La compañía siderúrgica que dirige Lakshmi Mittal se revaloriza un 11,5% en las sesiones transcurridas este año, sólo por debajo de los 12,7% que se apunta Banco Sabadell. El PER de la acerera es de 8,5 veces, la segunda compañía del Ibex 35 más barata por PER.

“En ArcelorMittal hemos visto muy buenos resultados empresariales hasta septiembre, con incrementos de ebitda (resultado bruto de explotación), y aumento de las ventas. La demanda de acero por parte de China se está incrementando… lo que pasa es que el sector del acero es algo volátil por lo que hay que ser más cauto. Dentro del sector hay compañías con un PER altos, como es el caso de Acerinox, aunque no es el caso de ArcelorMittal”, explica Sara Carbonell, analista de CMC Markets.

El BPA de ArcelorMittal es de 3,35 euros, la rentabilidad por dividendo es del 0,53% y cotiza a un precio por valor en libros de una vez. En los indicadores técnicos de Estrategias de Inversión tiene una puntuación de 8,5 puntos y también cuenta con buenos parámetros, excepto de la volatilidad a largo plazo que es creciente y el volumen a medio plazo es decreciente.

 

 

Repsol, por su parte, tiene un PER de 10,9 veces y se aprovecha de las subidas del precio del crudo para anotarse una revalorización en 2018 del 7,26%. La petrolera que dirige Antonio Brufau tiene un BPA de 1,45 euros, una rentabilidad por dividendo del 5,07% y cotiza a 0,76 veces por valor en libros.

“La petrolera lo está haciendo bien, hicieron muy mal en cuanto al momento de la compra de la canadiense Talisman, pero seguramente si se hubieran esperado seis meses más les habría ido mejor y hubieran pagado unos múltiplos más ajustados. Pero desde ese error de timing el resto de movimientos que ha ido haciendo Repsol han estado muy bien, desde la reducción del dividendo para no asfixiar al grupo, la desinversión que ha hecho y su reestructuración”, apunta José Lizán, gestor de Quadriga.

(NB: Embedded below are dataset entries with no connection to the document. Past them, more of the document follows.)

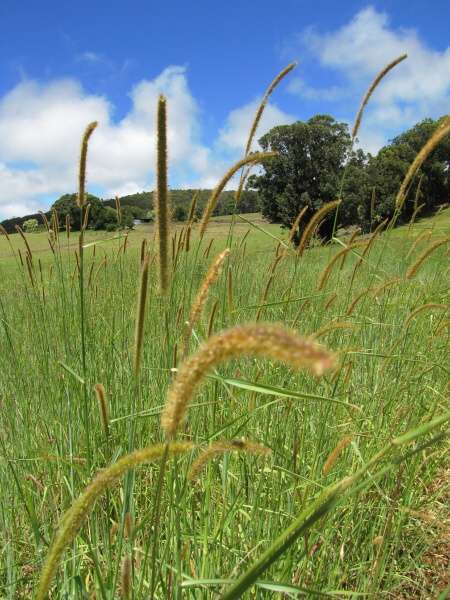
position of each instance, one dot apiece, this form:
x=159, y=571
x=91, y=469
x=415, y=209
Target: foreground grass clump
x=304, y=464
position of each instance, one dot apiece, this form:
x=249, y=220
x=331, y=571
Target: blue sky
x=67, y=63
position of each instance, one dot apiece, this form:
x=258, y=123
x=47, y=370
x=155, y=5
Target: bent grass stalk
x=334, y=455
x=296, y=223
x=268, y=341
x=325, y=275
x=202, y=295
x=413, y=269
x=371, y=90
x=281, y=75
x=140, y=317
x=162, y=196
x=218, y=448
x=72, y=521
x=331, y=496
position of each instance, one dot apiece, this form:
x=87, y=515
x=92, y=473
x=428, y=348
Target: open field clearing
x=278, y=437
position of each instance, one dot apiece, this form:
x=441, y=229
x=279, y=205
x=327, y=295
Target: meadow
x=384, y=538
x=207, y=410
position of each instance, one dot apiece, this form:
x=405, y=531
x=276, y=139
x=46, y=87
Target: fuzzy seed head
x=267, y=341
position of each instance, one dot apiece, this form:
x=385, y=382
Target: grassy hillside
x=384, y=539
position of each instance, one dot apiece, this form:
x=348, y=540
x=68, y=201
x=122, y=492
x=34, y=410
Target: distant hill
x=143, y=202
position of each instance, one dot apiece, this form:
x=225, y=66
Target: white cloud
x=234, y=134
x=417, y=88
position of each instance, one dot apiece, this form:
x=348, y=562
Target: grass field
x=384, y=536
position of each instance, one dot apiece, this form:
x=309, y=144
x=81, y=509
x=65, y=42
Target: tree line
x=317, y=163
x=103, y=214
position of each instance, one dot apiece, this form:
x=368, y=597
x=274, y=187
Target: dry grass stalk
x=208, y=248
x=212, y=317
x=331, y=327
x=369, y=245
x=296, y=223
x=45, y=220
x=268, y=341
x=162, y=196
x=420, y=238
x=103, y=407
x=330, y=301
x=30, y=268
x=325, y=275
x=5, y=233
x=76, y=515
x=230, y=289
x=332, y=458
x=413, y=269
x=428, y=306
x=214, y=197
x=143, y=251
x=257, y=119
x=352, y=238
x=23, y=236
x=415, y=213
x=377, y=291
x=81, y=196
x=266, y=290
x=313, y=224
x=85, y=218
x=140, y=317
x=118, y=210
x=371, y=89
x=355, y=301
x=301, y=308
x=445, y=323
x=202, y=295
x=441, y=132
x=218, y=448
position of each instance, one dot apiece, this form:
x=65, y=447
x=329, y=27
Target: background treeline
x=103, y=213
x=317, y=164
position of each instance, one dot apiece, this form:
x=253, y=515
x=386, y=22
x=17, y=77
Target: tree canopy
x=316, y=164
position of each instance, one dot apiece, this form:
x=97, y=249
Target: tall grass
x=356, y=445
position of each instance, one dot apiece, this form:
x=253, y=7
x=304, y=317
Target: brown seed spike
x=268, y=341
x=441, y=132
x=371, y=89
x=162, y=196
x=81, y=198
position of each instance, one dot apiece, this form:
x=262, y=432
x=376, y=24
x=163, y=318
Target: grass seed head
x=266, y=341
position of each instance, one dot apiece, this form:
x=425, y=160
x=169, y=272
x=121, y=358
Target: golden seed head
x=268, y=341
x=81, y=198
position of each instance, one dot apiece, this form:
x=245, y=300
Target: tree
x=30, y=225
x=307, y=172
x=66, y=206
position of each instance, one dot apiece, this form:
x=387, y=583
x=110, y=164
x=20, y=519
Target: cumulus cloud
x=234, y=134
x=417, y=88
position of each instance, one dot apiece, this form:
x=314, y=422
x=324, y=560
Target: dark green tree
x=307, y=172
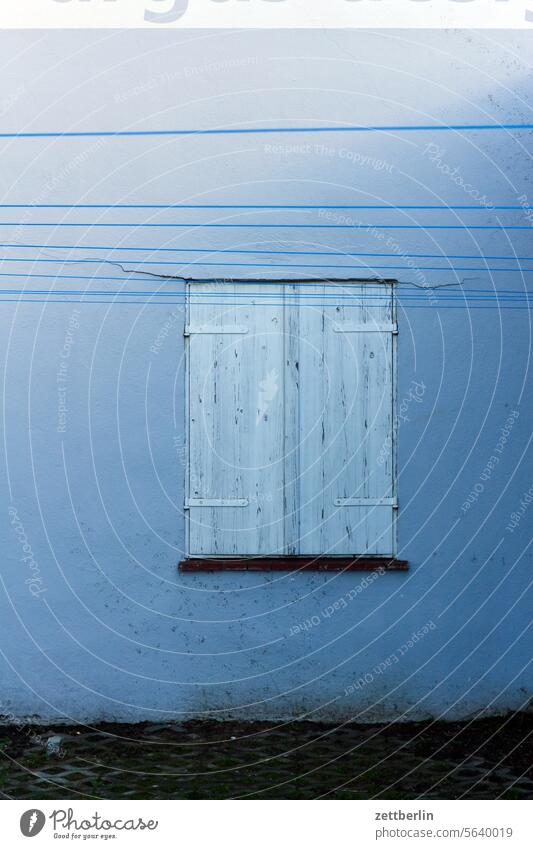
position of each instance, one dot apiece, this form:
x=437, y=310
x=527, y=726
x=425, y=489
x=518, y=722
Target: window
x=290, y=419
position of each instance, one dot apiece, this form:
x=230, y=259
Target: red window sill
x=294, y=564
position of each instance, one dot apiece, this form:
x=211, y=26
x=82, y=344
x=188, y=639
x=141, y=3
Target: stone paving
x=485, y=759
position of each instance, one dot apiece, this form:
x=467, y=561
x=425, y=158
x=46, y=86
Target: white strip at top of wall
x=309, y=14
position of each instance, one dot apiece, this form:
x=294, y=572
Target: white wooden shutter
x=346, y=488
x=291, y=420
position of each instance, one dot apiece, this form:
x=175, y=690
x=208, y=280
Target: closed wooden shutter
x=291, y=419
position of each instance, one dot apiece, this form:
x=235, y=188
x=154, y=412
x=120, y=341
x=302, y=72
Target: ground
x=480, y=759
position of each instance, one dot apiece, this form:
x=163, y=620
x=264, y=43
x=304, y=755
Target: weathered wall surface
x=94, y=393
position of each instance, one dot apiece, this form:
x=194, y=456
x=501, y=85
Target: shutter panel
x=291, y=420
x=235, y=367
x=346, y=501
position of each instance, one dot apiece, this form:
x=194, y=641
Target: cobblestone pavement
x=297, y=760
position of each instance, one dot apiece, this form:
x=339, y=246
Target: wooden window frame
x=297, y=563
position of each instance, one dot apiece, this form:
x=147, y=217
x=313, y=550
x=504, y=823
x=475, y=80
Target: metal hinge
x=352, y=327
x=216, y=502
x=365, y=502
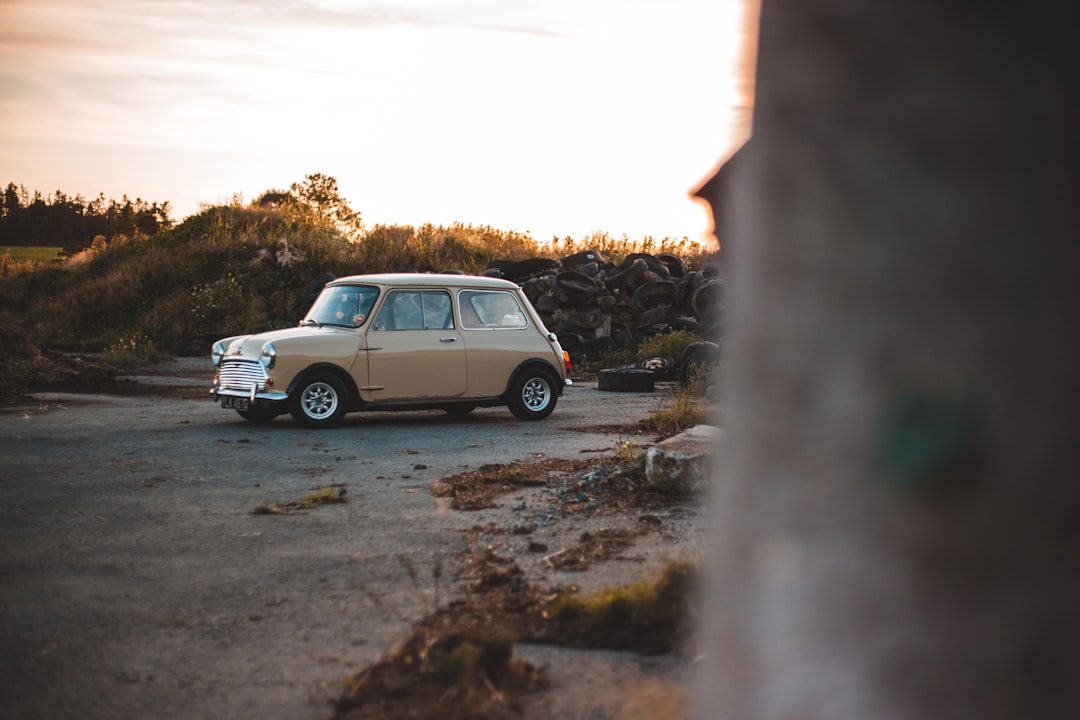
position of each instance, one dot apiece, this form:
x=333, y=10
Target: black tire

“Ahora hay una desinversión en Gas Natural que puede ser un catalizador de subida, pero debemos aprovecharlo para bajarnos de Repsol y no para emocionarnos porque un crudo en 60 dólares no deja excesivo potencial a las petroleras. No soy especialmente optimista con el sector petrolero en los próximos dos años”, añade Lizán.

En los indicadores técnicos de Estrategias de Inversión Repsol tiene una nota de nueve sobre diez y lo único que le falla para tener todos los indicadores en verde es el volumen a largo plazo, que es decreciente.